When I first read this “Attention Is All You Need” paper, I had a lot of questions like:
- What is Attention Mechanism? Why Dot-Product can represent attention?
- Why Multi-Head Attention?
- What is the purpose of Feed-Forward Networks in both encoder unit and decoder unit?
- What do “Queries”, “Keys” and “Values” mean when calculate the Dot-Product Attention?
- What is the purpose of residual connections?
- …
In this blog, I will share answers for these questions I had.
Machine Translation Task
In this paper, authors use English-to-German and English-to-French translation tasks to measure this transformer model in terms of quality and training speed.
The machine translation process is input a sentence in source language, and then the model output a sentence in target language.
The standard WMT 2014 English-German dataset consisting of about 4.5 million sentence pairs was used when training the English-to-German translation model. For English-French, authors used the significantly larger WMT 2014 English-French dataset consisting of 36M sentences and split tokens into a 32000 word-piece vocabulary.
The Sequential Nature of RNN
Before we dive into the Transformer model, let’s briefly see how RNN handle this translation task. We refer to the paper of “Sequence to Sequence Learning with Neural Networks — 2014”, this paper introduced a deep neural network model that can handle language translation tasks, this model is built on LSTM(long short-term memory, a variant of RNN). The following diagram is from this paper, it shows the basic procedure of translating source language to target language when using RNN models.
A, B, C in the diagram are words of source language(English), W, X, Y, Z are words of target language (French), <EOS> means “End Of Sequence”. You don’t totally understand how RNN works in this translation task, the only thing you need to know is that in RNN, tokens (words) just can be input and handled sequentially one by one during training to let the model captures the order of sequence and the token dependencies. Input A and compute, input B and compute, input C and compute, input <EOS> compute and predict next word is W, input last predicted word W as additional input and predict next word X … This sequential nature of RNN limited the training speed, especially when the dataset is large.
In the paper “Sequence to Sequence Learning with Neural Networks — 2014” , authors used 2 different LSTMs: one for the input sequence and another for the output sequence. The LSTM handles input sequence is “Encoder”, and the LSTM generates output sequence is “Decoder”.
Transformer Architecture
Ok, let’s move to Transformer model architecture. The left part in above digram is the Encoder unit, the right part is the Decoder unit. The encoder maps an input sequence of symbol representations (x1, …, xn) to a sequence of continuous representations z = (z1, …, zn). Given z, the decoder then generates an output sequence (y1, …, ym) of symbols one element at a time. At each step the model is auto-regressive, consuming the previously generated symbols as additional input when generating the next(the “Outputs(shifted right)” part of above diagram).

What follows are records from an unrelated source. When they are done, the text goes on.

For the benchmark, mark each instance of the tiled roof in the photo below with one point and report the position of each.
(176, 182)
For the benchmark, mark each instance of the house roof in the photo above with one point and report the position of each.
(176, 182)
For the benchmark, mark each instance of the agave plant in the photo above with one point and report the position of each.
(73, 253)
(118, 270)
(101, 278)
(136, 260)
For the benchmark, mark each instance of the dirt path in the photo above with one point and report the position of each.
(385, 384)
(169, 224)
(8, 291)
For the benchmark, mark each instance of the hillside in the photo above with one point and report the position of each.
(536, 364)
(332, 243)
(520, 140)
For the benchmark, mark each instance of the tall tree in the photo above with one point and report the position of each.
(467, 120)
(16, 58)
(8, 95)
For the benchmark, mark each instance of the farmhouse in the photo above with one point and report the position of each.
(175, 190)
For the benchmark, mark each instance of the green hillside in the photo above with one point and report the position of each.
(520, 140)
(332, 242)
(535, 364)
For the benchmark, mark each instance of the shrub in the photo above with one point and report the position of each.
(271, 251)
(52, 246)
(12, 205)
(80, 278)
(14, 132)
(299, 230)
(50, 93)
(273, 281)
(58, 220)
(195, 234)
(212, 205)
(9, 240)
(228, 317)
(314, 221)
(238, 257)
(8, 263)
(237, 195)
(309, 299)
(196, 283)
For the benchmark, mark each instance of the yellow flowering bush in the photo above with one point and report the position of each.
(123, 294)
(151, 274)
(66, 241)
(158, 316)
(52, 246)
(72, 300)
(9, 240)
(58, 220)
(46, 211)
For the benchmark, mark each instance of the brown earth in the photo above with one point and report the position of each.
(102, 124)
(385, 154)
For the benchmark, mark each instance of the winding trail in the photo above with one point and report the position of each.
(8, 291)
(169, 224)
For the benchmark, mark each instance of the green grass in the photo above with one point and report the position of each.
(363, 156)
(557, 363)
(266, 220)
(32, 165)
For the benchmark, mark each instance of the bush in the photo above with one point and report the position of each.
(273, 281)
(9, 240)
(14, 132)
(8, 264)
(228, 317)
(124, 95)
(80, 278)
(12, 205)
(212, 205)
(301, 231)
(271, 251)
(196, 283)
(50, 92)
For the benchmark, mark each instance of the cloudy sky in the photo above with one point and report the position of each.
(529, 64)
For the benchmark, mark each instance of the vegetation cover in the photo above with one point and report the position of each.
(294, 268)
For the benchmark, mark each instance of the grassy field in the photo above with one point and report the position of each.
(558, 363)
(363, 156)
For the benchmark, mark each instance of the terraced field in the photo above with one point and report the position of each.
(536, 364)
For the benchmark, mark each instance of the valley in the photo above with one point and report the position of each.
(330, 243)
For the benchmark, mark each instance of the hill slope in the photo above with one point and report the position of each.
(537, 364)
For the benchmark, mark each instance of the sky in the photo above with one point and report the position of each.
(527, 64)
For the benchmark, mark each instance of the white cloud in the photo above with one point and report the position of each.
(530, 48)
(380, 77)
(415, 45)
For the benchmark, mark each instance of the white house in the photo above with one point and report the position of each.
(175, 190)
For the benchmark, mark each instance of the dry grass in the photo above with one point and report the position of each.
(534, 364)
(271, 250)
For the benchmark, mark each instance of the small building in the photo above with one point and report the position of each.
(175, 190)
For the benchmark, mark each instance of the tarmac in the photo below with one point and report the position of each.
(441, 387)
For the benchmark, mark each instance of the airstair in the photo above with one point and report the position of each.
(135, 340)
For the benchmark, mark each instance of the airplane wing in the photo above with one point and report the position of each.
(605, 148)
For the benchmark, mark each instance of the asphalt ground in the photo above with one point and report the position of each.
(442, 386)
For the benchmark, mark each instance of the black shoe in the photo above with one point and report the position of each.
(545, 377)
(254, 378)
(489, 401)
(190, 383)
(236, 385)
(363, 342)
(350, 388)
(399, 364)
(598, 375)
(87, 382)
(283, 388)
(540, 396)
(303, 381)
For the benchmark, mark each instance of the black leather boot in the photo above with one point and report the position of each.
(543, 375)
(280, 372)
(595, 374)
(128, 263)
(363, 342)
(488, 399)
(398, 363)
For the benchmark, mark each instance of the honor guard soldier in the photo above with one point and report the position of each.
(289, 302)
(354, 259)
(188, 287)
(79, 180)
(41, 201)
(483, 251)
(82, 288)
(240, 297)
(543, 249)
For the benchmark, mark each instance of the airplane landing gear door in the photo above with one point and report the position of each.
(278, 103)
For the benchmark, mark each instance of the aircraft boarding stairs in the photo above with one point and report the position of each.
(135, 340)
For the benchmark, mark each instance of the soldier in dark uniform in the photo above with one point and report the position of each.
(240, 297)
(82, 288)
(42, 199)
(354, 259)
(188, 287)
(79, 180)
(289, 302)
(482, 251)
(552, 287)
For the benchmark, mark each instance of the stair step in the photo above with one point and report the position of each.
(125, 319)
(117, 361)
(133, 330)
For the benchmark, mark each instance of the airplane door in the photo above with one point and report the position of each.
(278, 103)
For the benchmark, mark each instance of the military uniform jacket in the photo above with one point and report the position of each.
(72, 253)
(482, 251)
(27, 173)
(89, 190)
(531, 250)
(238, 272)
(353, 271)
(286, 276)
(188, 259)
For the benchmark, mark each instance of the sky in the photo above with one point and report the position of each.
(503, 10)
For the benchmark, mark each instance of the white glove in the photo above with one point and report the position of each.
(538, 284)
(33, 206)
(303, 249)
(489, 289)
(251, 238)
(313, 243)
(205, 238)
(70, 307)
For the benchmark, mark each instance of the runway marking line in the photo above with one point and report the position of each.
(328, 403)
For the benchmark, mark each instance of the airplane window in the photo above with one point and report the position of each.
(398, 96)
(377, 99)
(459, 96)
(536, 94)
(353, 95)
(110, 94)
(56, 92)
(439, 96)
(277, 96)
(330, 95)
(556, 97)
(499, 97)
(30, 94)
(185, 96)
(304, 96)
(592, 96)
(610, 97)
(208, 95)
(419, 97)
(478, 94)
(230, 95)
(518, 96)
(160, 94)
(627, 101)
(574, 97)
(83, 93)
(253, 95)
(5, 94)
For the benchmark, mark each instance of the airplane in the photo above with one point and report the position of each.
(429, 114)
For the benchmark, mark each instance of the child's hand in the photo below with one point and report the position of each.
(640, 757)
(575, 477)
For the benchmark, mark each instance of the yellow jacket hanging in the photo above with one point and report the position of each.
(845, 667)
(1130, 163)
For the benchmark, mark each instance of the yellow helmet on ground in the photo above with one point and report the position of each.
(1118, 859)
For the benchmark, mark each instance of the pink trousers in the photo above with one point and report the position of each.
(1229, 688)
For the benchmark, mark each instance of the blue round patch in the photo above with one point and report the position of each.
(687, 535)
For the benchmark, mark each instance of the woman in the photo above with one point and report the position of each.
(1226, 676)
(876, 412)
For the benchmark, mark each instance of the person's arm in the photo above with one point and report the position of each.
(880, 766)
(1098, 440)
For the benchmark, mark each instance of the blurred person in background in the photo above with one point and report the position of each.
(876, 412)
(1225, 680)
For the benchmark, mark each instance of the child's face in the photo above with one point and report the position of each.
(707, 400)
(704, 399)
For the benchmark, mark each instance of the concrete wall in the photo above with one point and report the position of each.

Encoder and Decoder Stacks
The encoder is composed of a stack of N=6 identical layers, each layer has two sub-layers: multi-head self-attention mechanism and position-wise fully connected feed-forward network. Authors employed a residual connection around each of the two sub-layers, followed by layer normalization. That is, the output of each sub-layer is LayerNorm(x + Sublayer(x)), where Sublayer(x) is the function implemented by the sub-layer itself. To facilitate these residual connections, all sub-layers in the model, as well as the embedding layers, produce outputs of dimension dmodel = 512.
Let me explain a little bit about the purpose of the residual connection: 1) prevents vanishing gradient problem (see this video for more details about vanishing and exploring gradient problem in deep neural networks), 2) preserves information flow which means the network can easily pass important features forward without forcing them through transformations; 3) helps avoid the degradation problem where adding more layers can lead to higher training error, etc. See the paper of “Deep Residual Learning for Image Recognition” for more details about residual connection.
The decoder is also composed of a stack of N=6 identical layers, each layer has three sub-layers, besides the 2 layers that same as encoder, an additional Masked Multi-Head Attention layer is added. Residual connection is also employed for each sub-layer in the decoder. See above architecture diagram.
Emm, what is attention? What is Multi-Head Attention?
What is Attention?
In the RNN models, tokens(words) are inputed sequentially during training, in this way, the RNN models can learn the dependencies between current token and previous tokens in the same sentence. Some variants of RNN like BiLSTM (Bidirectional LSTM )models, add an additional LSTM layer to handle these sequential tokens in reverse order to learn the dependencies between current token and tokens behind it in the same sentence. See the paper “Neural Machine Translation By Jointly Learning to Align and Translate” for more details.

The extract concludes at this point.